The Green Ray (1986)
7/10
Good film by Rohmer
22 November 2014
Warning: Spoilers
The green ray in the title of this French movie (also called green flash) refers to an optical phenomenon in which you can sometimes see, under certain hard to attain conditions, a green light coming from the horizon right after sunset (or right before sunrise). The famous French novelist Jules Verne wrote about this natural occurrence in a book called "The Green Ray" which is briefly referred to in the movie.

The film itself is about Delphine (played by Marie Riviere, who has been in several movies of director Eric Rohmer), who works as a secretary in a Paris office.
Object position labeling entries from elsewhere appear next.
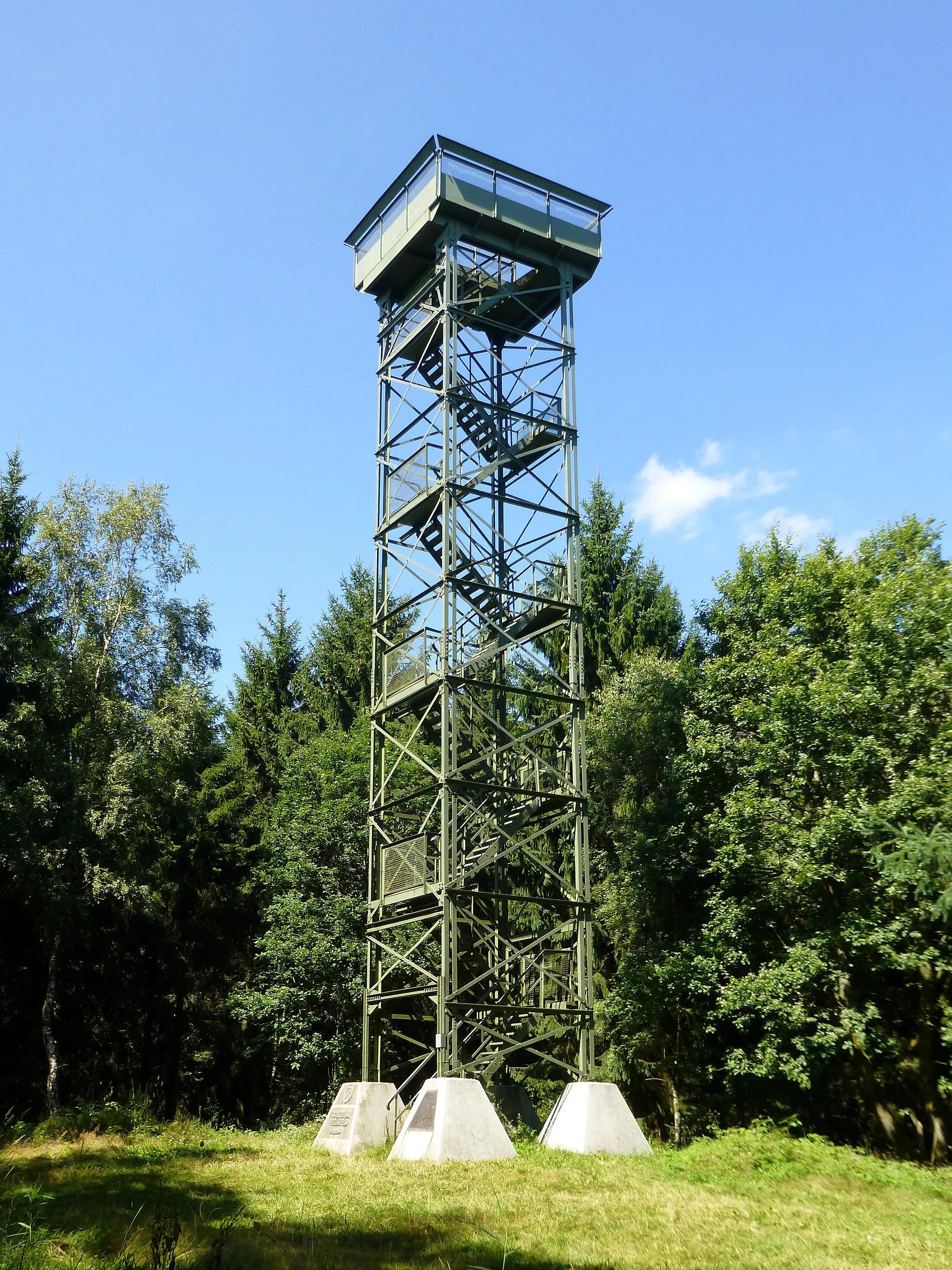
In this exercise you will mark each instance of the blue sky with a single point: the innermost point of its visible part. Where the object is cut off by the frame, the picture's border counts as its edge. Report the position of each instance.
(767, 339)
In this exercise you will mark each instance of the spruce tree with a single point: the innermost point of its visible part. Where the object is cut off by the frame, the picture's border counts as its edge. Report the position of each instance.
(628, 606)
(262, 728)
(337, 675)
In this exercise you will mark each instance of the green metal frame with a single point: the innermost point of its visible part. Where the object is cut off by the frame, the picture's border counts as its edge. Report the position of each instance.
(479, 930)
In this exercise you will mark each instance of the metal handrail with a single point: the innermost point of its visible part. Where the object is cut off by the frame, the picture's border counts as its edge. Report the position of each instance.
(445, 163)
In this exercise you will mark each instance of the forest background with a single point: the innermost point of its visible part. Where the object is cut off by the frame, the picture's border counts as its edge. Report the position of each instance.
(182, 880)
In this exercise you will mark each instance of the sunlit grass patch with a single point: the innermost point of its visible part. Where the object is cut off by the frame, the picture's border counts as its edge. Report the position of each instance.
(210, 1198)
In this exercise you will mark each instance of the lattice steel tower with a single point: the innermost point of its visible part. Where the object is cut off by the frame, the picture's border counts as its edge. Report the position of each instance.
(479, 909)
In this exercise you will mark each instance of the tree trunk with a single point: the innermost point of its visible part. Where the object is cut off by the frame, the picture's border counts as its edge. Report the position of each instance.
(676, 1107)
(926, 1062)
(53, 1050)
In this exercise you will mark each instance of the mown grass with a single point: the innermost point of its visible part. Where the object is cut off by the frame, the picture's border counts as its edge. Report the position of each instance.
(749, 1199)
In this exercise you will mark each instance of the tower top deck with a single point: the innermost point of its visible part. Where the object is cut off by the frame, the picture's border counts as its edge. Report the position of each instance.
(501, 207)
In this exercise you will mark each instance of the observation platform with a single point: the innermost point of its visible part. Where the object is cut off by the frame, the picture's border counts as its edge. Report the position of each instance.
(499, 206)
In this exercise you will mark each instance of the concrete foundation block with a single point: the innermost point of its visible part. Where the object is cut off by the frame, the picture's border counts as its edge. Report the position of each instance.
(592, 1117)
(361, 1118)
(452, 1119)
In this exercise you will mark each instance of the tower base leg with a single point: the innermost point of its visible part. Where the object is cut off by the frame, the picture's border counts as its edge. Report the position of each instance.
(365, 1114)
(592, 1117)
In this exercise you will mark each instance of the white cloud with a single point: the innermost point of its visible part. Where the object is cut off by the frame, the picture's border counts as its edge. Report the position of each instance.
(671, 497)
(795, 525)
(674, 497)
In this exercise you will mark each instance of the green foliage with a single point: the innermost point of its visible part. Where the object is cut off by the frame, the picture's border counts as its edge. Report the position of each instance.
(337, 673)
(628, 606)
(182, 887)
(306, 990)
(748, 1198)
(805, 975)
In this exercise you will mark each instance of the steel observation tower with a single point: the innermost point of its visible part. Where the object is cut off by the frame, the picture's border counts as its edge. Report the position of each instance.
(479, 934)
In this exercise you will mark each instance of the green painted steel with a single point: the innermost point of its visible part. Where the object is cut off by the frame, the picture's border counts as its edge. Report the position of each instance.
(479, 934)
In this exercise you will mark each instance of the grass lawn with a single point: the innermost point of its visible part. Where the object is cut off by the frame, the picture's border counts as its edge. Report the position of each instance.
(268, 1201)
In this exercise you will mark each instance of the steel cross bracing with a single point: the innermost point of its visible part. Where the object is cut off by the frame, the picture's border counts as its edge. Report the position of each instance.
(479, 923)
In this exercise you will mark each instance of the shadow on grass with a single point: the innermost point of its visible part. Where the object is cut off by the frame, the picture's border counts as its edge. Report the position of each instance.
(131, 1208)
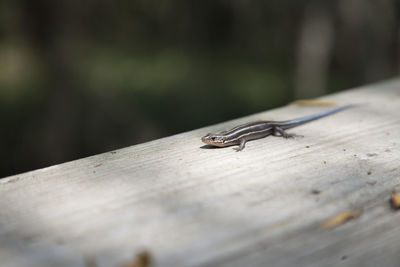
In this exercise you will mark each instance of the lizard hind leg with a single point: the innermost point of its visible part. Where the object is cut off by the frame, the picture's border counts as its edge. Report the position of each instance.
(278, 131)
(241, 145)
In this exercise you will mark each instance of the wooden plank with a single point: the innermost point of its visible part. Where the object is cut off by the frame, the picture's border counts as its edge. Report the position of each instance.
(190, 206)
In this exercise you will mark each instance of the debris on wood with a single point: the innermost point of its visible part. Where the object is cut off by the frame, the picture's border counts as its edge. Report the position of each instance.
(341, 218)
(315, 192)
(142, 259)
(395, 200)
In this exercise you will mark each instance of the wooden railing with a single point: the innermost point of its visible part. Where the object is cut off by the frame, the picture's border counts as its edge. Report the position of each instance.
(319, 200)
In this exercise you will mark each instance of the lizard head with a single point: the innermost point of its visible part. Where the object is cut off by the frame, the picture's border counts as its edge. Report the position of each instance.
(213, 139)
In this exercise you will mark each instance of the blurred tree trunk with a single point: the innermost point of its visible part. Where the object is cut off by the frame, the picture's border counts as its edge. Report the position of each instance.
(314, 50)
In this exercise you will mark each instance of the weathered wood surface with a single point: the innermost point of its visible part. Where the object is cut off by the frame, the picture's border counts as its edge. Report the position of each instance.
(190, 206)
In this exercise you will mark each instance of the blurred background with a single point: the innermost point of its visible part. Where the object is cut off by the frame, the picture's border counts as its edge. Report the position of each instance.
(79, 78)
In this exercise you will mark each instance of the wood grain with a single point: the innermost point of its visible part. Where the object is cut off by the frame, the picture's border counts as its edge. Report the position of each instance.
(192, 206)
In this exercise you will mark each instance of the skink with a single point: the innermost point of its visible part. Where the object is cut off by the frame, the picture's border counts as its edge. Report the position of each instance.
(260, 129)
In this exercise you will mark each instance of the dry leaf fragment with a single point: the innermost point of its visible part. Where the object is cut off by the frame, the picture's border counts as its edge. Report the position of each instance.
(395, 199)
(341, 218)
(312, 102)
(141, 260)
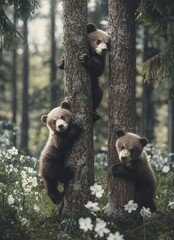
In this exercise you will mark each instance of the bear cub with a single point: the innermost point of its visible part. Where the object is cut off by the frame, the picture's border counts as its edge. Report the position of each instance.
(134, 166)
(63, 132)
(99, 45)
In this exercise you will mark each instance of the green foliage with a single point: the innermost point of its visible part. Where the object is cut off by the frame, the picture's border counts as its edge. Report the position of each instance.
(159, 67)
(157, 14)
(27, 213)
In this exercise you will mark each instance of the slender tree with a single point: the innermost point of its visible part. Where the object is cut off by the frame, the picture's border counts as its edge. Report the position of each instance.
(121, 96)
(14, 80)
(147, 116)
(53, 55)
(78, 90)
(25, 121)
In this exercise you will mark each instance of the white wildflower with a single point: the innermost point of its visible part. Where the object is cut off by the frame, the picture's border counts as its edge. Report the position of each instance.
(24, 221)
(145, 212)
(36, 208)
(131, 206)
(166, 169)
(97, 190)
(116, 236)
(13, 151)
(92, 206)
(101, 228)
(85, 224)
(171, 205)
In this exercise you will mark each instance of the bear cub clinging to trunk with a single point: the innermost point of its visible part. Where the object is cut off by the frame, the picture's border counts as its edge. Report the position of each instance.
(63, 132)
(134, 166)
(99, 45)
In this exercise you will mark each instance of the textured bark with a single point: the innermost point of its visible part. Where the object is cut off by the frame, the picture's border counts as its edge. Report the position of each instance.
(14, 81)
(121, 96)
(78, 90)
(171, 118)
(25, 121)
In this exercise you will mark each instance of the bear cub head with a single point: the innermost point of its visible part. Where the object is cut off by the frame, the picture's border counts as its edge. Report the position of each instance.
(59, 119)
(129, 146)
(99, 41)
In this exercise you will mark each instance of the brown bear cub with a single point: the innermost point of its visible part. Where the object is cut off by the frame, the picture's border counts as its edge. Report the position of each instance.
(63, 132)
(134, 166)
(99, 45)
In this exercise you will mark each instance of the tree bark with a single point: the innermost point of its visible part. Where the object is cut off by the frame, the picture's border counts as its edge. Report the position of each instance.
(53, 55)
(14, 80)
(78, 90)
(25, 121)
(122, 113)
(171, 118)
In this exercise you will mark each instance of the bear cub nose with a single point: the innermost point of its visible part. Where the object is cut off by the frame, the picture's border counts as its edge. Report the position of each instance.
(104, 50)
(123, 158)
(60, 126)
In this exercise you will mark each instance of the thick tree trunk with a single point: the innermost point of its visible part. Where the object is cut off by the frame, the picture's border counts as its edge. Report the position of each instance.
(78, 90)
(25, 121)
(53, 56)
(122, 112)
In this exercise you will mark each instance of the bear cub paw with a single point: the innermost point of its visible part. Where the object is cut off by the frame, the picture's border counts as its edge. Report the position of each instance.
(84, 58)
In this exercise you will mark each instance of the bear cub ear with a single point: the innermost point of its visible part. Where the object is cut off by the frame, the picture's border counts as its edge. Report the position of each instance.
(120, 133)
(144, 141)
(66, 105)
(44, 119)
(91, 28)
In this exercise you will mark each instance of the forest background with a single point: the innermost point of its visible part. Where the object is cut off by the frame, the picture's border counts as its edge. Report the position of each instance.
(31, 84)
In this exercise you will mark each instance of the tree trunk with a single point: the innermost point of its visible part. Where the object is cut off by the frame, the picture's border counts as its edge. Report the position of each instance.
(25, 122)
(14, 79)
(78, 90)
(122, 113)
(171, 118)
(53, 56)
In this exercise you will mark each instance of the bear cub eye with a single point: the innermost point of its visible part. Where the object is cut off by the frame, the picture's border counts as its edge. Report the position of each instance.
(63, 118)
(98, 41)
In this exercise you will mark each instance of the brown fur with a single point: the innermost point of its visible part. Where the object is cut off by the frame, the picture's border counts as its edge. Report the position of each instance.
(63, 131)
(134, 166)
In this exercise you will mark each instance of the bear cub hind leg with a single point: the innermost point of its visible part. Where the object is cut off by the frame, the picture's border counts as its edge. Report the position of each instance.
(51, 190)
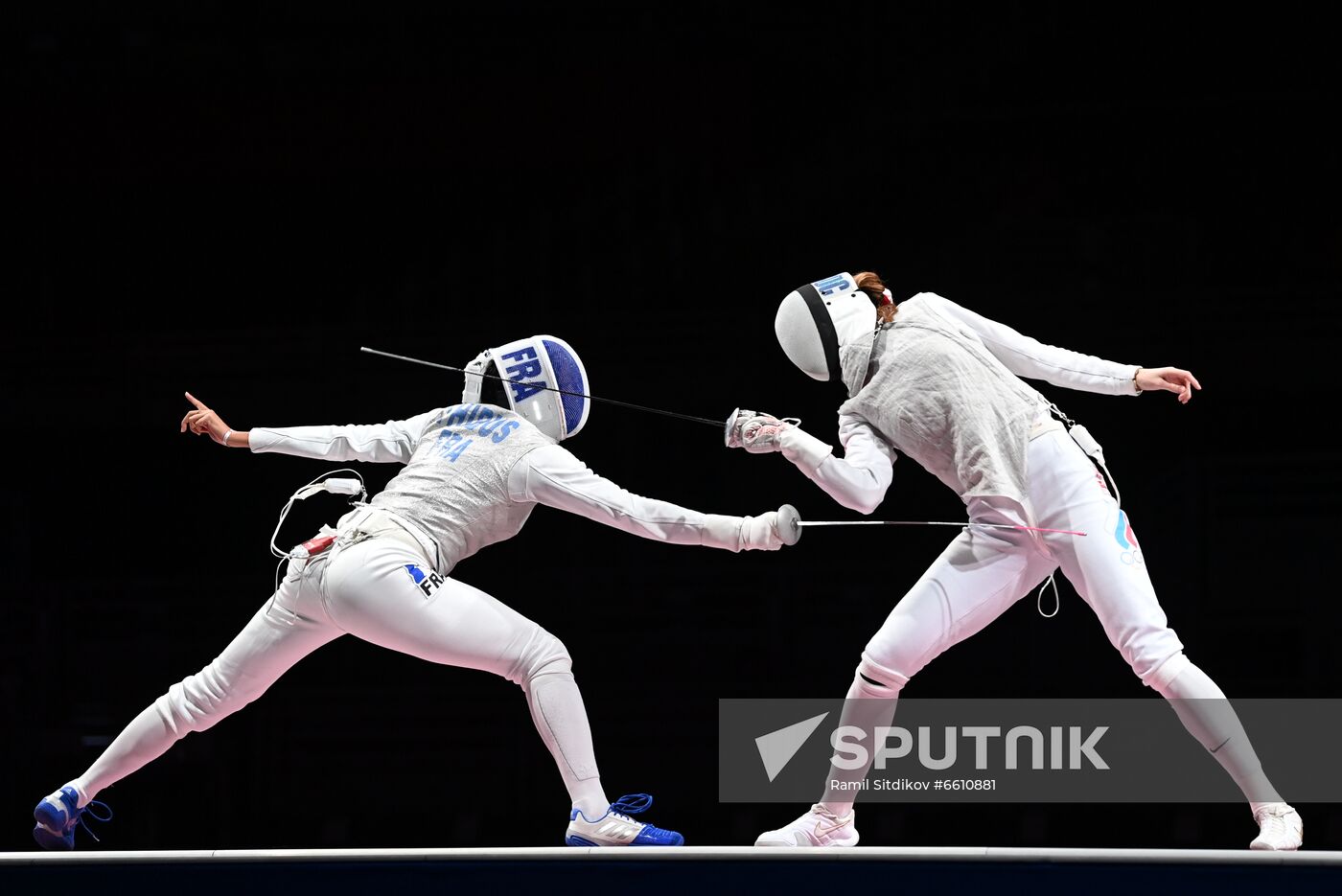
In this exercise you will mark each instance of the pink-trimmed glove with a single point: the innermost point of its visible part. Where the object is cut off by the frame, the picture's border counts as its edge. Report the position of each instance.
(758, 433)
(764, 533)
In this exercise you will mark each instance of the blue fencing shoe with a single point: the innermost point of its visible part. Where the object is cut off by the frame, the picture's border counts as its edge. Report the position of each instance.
(59, 815)
(616, 829)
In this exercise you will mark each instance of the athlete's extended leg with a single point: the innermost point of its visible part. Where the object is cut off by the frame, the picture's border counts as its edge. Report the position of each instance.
(385, 591)
(1109, 571)
(281, 633)
(975, 580)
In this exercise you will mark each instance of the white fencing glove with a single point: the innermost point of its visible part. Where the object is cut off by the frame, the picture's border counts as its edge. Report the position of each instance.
(761, 433)
(758, 433)
(764, 533)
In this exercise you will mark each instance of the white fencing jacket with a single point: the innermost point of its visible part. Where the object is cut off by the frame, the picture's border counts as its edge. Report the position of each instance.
(474, 473)
(942, 388)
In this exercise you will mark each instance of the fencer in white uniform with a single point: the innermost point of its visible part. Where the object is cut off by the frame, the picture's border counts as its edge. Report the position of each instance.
(473, 475)
(942, 385)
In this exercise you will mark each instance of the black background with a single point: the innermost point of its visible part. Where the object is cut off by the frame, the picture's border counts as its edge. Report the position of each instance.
(232, 197)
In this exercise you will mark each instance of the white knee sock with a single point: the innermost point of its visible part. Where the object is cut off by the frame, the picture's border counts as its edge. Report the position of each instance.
(868, 705)
(1208, 715)
(561, 719)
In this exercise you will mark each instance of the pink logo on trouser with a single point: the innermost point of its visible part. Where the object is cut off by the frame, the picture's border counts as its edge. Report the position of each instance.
(1127, 540)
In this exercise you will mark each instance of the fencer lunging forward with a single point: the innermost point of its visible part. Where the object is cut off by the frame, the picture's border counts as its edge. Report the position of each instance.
(473, 475)
(942, 385)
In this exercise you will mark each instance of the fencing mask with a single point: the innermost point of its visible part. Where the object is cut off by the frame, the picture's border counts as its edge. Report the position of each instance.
(815, 321)
(536, 368)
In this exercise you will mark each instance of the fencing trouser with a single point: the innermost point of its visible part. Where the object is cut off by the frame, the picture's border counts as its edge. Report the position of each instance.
(985, 570)
(382, 589)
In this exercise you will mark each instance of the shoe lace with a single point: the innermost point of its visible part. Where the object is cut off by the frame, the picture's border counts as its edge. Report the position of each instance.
(93, 815)
(631, 805)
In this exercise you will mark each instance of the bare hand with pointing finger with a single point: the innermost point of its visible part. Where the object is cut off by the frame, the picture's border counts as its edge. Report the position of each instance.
(203, 422)
(1168, 379)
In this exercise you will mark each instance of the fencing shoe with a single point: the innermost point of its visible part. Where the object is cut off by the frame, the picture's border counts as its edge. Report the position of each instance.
(816, 828)
(59, 815)
(616, 829)
(1279, 828)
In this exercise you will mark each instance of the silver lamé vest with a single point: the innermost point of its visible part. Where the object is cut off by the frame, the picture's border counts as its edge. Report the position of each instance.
(455, 484)
(938, 396)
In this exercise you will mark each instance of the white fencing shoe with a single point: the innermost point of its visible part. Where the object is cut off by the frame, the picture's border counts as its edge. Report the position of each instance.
(1279, 828)
(816, 828)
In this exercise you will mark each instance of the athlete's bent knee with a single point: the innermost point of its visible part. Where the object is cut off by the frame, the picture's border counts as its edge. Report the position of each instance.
(543, 655)
(1163, 674)
(879, 680)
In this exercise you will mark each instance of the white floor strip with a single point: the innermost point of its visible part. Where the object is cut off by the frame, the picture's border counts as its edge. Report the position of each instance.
(695, 853)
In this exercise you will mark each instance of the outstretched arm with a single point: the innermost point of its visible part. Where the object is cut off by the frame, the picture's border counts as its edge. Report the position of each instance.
(856, 480)
(392, 442)
(553, 476)
(1032, 359)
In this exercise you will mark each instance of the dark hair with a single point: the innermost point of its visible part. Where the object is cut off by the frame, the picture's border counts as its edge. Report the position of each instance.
(869, 284)
(493, 391)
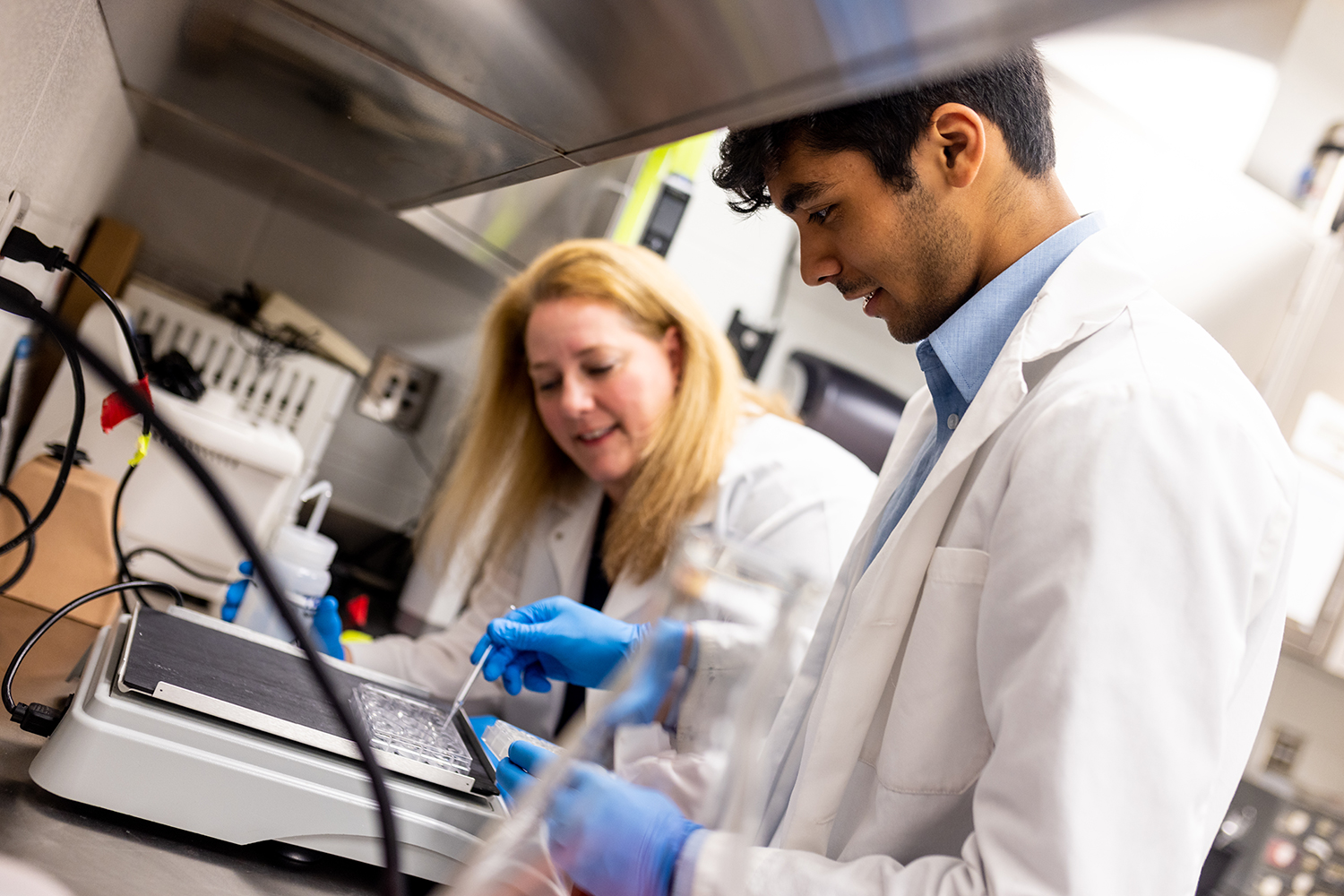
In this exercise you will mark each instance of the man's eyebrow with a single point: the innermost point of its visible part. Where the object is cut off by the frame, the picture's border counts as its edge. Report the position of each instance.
(801, 194)
(585, 352)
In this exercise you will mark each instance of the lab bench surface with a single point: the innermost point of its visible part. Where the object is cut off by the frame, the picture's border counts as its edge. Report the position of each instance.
(94, 852)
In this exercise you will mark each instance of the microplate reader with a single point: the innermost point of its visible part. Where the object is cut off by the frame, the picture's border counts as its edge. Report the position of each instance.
(199, 724)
She is a slender, tallish, moderately attractive black haired woman in perhaps her late twenties and has a "difficult" personality. She has recently broken up with her boyfriend, right before the summer holidays, and the prospect of lonely vacations much saddens her (though to some in the audience it might not make the most compelling of tragic situations). So the movie is about her talking with friends about her predicament until she decides to go alone, meeting on the road a few people (including a Swedish woman who she first meets topless at a beach and who is meant to represent sexually liberal attitudes). I'm not going to spoil it for you whether Delphine will find a romantic partner or not during her travels, but the ray of the title does make an appearance.

The movie is from 1986 and since it was shot on the street, you can see people with what are now "period" clothes. If you were, like me, a child in the 1980s, you will probably like this.

Talky, as expected from the director, but the dialogues are not as pretentious as in other of his movies. Not the best of Rohmer, but very watchable. One problem with the plot is that it is not terribly original, since most of us have seen too many movies about single women around 30 years of age feeling lonely.